Скарн выскочил на дорогу, чтобы разбить улитку о торчавший из грязи камень. Вытащив улитку из раковины, ворон тут же проглотил ее целиком и устремил на Вансена черный блестящий глаз.
— Дозволено ли мне будет сесть на твоего коня, господин? — осведомился он и робко перевел взгляд на Баррика, смотревшего на ворона с привычным отвращением. — Если мои слова не сочтут непозволительной дерзостью… — смутившись, хрипло выговорил ворон.
— Судя по всему, ты в бодром расположении духа, — заметил Вансен, все еще не привыкший вести разговоры с птицей.
— Сегодня я славно позавтракал. Нашел превосходную дохлую лягушку, которая так раздулась…
Вансен досадливо махнул рукой, давая понять, что не нуждается в дальнейших описаниях.

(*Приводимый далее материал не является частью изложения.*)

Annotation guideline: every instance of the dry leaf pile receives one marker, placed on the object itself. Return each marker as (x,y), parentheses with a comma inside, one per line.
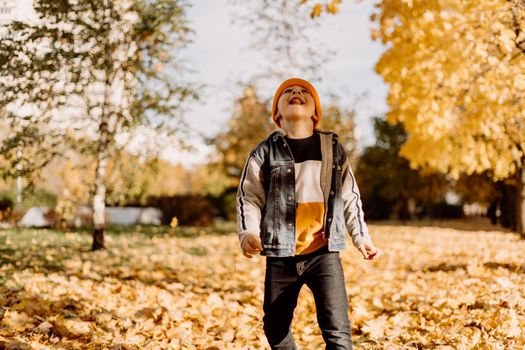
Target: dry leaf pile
(437,288)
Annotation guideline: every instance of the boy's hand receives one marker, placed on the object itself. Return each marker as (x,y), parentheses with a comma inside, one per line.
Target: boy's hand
(369,251)
(251,244)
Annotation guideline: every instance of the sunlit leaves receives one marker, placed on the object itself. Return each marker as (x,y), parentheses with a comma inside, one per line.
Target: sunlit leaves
(433,286)
(456,71)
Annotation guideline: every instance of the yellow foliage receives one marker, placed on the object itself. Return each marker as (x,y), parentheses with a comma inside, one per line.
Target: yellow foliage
(456,71)
(433,286)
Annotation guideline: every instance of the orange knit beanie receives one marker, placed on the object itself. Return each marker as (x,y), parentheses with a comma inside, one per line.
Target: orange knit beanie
(300,82)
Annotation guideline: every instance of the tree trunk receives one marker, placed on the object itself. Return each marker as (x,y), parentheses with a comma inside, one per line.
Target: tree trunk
(99,199)
(520,205)
(99,205)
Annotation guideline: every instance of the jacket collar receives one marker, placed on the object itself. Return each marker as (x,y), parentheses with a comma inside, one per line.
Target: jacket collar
(280,132)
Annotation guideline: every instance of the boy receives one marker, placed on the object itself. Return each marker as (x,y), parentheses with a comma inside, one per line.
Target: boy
(296,196)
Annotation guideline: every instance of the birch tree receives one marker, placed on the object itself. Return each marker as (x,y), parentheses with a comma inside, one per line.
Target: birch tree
(95,71)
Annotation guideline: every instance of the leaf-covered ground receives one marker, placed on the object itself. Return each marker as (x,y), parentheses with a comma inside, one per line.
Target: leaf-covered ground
(434,288)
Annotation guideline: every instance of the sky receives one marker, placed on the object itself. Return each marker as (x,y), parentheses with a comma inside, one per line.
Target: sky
(218,57)
(219,54)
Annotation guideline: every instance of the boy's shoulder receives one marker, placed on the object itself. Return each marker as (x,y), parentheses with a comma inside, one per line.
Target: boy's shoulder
(273,135)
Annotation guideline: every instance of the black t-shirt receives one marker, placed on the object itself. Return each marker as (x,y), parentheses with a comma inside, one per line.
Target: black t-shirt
(308,148)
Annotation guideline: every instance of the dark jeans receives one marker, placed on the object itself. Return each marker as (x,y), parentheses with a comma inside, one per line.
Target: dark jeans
(322,272)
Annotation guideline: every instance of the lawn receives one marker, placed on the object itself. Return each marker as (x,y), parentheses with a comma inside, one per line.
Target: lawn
(191,288)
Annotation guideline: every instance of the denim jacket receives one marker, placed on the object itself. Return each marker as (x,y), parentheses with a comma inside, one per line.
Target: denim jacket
(266,196)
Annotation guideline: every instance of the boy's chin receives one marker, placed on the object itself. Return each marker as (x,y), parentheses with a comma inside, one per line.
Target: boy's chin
(298,119)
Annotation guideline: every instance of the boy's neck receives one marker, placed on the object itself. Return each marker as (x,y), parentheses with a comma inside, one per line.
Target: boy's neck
(297,129)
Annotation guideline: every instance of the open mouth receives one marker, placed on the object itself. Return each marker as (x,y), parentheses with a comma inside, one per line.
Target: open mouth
(296,101)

— Но мне казалось, что цель нашего путешествия вызывает у тебя опасения, — вновь обратился он к ворону. — Почему сегодня эти опасения улеглись?

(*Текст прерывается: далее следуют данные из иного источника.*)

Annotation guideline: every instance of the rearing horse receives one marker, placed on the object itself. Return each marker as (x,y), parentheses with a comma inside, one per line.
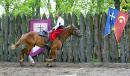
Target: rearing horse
(30,39)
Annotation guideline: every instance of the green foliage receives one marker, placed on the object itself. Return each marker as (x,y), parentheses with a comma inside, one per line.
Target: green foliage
(29,7)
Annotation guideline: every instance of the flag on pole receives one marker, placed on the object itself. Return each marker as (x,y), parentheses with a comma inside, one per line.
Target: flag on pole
(120,25)
(111,18)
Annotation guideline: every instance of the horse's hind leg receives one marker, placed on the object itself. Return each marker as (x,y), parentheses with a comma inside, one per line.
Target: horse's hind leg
(22,54)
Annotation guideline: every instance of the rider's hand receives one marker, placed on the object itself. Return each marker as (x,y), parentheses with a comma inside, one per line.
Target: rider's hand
(53,28)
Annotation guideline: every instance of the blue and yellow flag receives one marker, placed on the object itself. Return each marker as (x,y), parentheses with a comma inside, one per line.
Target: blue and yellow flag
(111,18)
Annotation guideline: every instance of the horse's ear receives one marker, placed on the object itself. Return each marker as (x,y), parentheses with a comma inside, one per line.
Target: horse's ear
(73,25)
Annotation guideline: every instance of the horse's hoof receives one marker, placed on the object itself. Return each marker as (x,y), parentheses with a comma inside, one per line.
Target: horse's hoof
(49,60)
(49,65)
(31,63)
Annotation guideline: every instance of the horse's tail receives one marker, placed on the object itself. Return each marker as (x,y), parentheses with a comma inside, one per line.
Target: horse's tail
(14,46)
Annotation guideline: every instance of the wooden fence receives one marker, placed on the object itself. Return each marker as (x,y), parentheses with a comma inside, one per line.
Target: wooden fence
(92,47)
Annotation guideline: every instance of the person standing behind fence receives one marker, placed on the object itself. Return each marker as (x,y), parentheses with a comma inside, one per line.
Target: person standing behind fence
(58,28)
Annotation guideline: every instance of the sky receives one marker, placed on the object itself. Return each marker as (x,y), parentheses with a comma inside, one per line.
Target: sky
(42,10)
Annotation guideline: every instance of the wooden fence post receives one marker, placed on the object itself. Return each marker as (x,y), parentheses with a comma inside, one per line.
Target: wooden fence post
(64,49)
(105,46)
(75,40)
(82,29)
(128,41)
(96,38)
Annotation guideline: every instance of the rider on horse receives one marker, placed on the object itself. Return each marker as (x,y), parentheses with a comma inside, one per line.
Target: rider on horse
(57,29)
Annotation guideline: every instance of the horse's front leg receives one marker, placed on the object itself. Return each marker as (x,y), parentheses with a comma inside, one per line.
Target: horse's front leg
(52,57)
(22,54)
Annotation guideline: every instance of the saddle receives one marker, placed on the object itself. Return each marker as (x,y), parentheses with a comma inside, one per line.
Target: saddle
(43,33)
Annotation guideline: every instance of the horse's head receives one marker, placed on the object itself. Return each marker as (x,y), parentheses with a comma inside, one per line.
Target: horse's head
(74,30)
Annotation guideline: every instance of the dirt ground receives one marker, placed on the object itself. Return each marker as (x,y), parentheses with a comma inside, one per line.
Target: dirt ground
(65,69)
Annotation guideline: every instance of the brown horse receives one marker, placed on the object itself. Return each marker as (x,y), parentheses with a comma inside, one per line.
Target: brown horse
(30,39)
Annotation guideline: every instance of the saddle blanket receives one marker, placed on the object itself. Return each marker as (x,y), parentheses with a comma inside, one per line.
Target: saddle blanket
(36,51)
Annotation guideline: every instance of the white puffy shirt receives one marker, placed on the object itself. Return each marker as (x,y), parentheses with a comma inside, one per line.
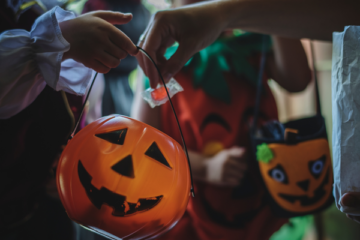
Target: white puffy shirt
(30,60)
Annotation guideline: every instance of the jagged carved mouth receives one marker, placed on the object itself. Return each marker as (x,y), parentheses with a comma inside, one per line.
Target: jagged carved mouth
(121,208)
(304,199)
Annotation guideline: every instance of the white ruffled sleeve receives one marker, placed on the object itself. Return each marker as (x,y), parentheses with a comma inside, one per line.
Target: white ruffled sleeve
(30,60)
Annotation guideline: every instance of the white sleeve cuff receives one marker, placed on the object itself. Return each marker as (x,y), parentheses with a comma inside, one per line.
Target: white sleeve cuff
(29,60)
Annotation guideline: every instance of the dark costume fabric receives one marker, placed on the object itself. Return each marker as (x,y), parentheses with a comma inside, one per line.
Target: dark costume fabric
(30,143)
(118,95)
(214,111)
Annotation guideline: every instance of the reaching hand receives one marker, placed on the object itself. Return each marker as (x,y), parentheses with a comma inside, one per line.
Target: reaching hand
(351,200)
(227,167)
(194,27)
(95,42)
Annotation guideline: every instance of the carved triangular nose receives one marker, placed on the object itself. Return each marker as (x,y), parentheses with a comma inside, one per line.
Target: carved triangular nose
(304,185)
(124,167)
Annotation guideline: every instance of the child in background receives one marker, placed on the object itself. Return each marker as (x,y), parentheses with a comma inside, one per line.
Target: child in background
(37,60)
(214,111)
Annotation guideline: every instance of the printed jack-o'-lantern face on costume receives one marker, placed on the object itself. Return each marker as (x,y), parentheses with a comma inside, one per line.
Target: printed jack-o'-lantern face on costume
(123,178)
(298,176)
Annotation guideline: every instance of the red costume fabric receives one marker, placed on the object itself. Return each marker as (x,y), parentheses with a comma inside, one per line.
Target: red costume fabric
(219,212)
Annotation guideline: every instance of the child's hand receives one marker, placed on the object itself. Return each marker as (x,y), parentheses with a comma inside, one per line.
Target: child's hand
(227,167)
(95,42)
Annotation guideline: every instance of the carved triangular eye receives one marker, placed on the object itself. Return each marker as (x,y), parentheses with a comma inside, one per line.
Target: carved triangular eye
(125,167)
(116,137)
(155,153)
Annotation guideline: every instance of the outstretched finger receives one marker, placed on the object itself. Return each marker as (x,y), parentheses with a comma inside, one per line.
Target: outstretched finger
(176,62)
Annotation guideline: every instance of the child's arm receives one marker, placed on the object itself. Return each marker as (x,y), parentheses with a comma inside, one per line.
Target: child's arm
(31,60)
(226,168)
(288,65)
(95,42)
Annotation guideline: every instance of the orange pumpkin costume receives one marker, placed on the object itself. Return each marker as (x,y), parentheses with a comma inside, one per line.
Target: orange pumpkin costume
(210,125)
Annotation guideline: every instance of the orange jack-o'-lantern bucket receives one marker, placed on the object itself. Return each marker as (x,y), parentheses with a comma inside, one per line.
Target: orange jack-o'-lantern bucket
(294,161)
(124,179)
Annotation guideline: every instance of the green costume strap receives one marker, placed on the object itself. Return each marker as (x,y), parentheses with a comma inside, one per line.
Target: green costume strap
(226,54)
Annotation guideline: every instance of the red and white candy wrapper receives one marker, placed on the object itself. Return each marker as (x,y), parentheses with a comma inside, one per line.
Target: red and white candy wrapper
(156,97)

— Потому что сегодня мы удаляемся от тех мест, что внушают мне страх, — затряс головой ворон. — Эта дорога ведет вовсе не во владения Джека Чейна. Так что мне нечего бояться.
Услышав это, Вансен вздохнул с облегчением. Он бы тоже приободрился — если бы не дождь, упорный и надоедливый, если бы не темное небо, если бы не сознание того, что он едет неведомо куда в обществе лишившегося рассудка юнца и демона, словно явившегося из жуткой легенды. Перспектива очередного ночлега на мокрой земле, посреди жестких древесных корней, тоже не способствовала улучшению настроения.
У ворона было такое множество дурных привычек, что выбрать из них наиболее скверную представлялось Вансену непосильной задачей. Впрочем, пристрастие Скарна к болтовне, поток которой можно было прервать только резким окриком, несомненно, раздражало сильнее всего. Ворон был очень доволен тем, что путешественники изменили направление, и весь день не умолкал. Лишь когда раздраженный Вансен пригрозил привязать его на веревку и заставить лететь вслед за лошадью, ворон стал говорить потише, однако молчать все равно не мог. Он сообщал своему спутнику названия всех деревьев и кустов, встречавшихся им по пути, строил предположения относительно того, какие съедобные твари водятся в этих краях, а потом предался сладостным воспоминаниям о том, как пожирал птенцов прямо в гнездах. Тут терпение Вансена лопнуло.
— Заткнешься ты или нет? — рявкнул он. — Ради Тригона, закрой свой клюв, сиди тихо и не мешай мне думать.
— Но я не могу сидеть тихо, господин. — Скарн запрыгал на спине лошади, приоткрыв клюв и всем своим видом выражая крайнюю степень обиды. — Видишь ли, если я замолчу, от скуки я буду топтаться по спине твоего скакуна и причиню боль бедному животному. Ты ведь не хочешь, чтобы твоя лошадь страдала?